数据范围: $ 1≤n≤100000 $ ,权值 $ ≤10^{12} $
题解
一棵树:直接 $ DP $ 。
两棵树:第一棵树上边分治,然后问题转化为在一棵树上,每个点有一个权值 $ val_x $ 表示 $ x $ 到分治中心的距离,再给定两个点集,求分处两个点集的一个点对 $ (u, v) $ 使得 $ dist(u,v) + val_u + val_v $ 最大,直接建虚树 $ DP $ 即可。
三棵树:第一棵树上边分治,将点染为黑白两色。在第二棵树上求虚树,枚举 $ lca $ ,定义一个点在第三棵树上的权值为:第一棵树上到分治中心的距离 $ + $ 第二棵树上到根的距离,那么一个点对 $ (u,v) $ 的真实贡献就是 $ dist(u,v) + val_u + val_v - 2 *第二棵树上 lca到根的距离 $ 。因此可以对于第二棵树上的每个节点维护以这个点为根的子树的点集在第三棵树上的直径,而两个点集的直径是可以很方便地合并的,如果实现地优秀可以做到 $ O(nlogn) $ ,但是下面的代码是 $ O(nlog^2n) $ 的。
据说在点分治的时候每次合并两个最小的联通块就相当于边分。

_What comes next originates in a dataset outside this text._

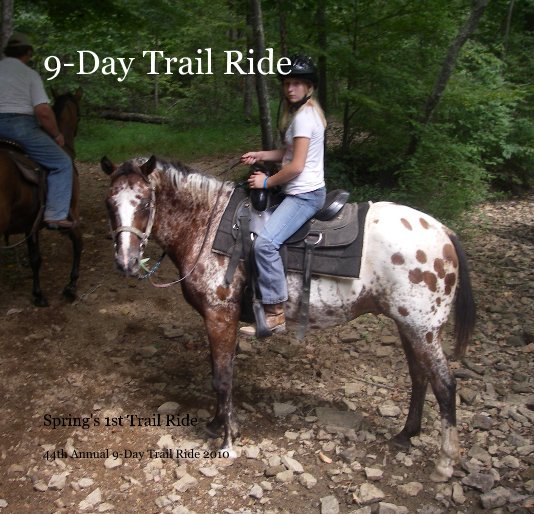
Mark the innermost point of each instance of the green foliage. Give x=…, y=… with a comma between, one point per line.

感性理解一下好像非常有道理,但是不会严谨证明。
献上 $ 8.8K $ 垃圾代码。
#pragma GCC optimize("2,Ofast,inline")
#include<bits/stdc++.h>
#define fi first
#define se second
#define mp make_pair
#define pb push_back
#define LL long long
#define pii pair<int, int>
using namespace std;
const int N = 2e5 + 10;
const int inf = 0x3f3f3f3f;
template <typename T> void read(T &x) {
int f = 0;
register char c = getchar();
while (c < '0' || c > '9') f |= (c == '-'), c = getchar();
for (x = 0; c >= '0' && c <= '9'; c = getchar())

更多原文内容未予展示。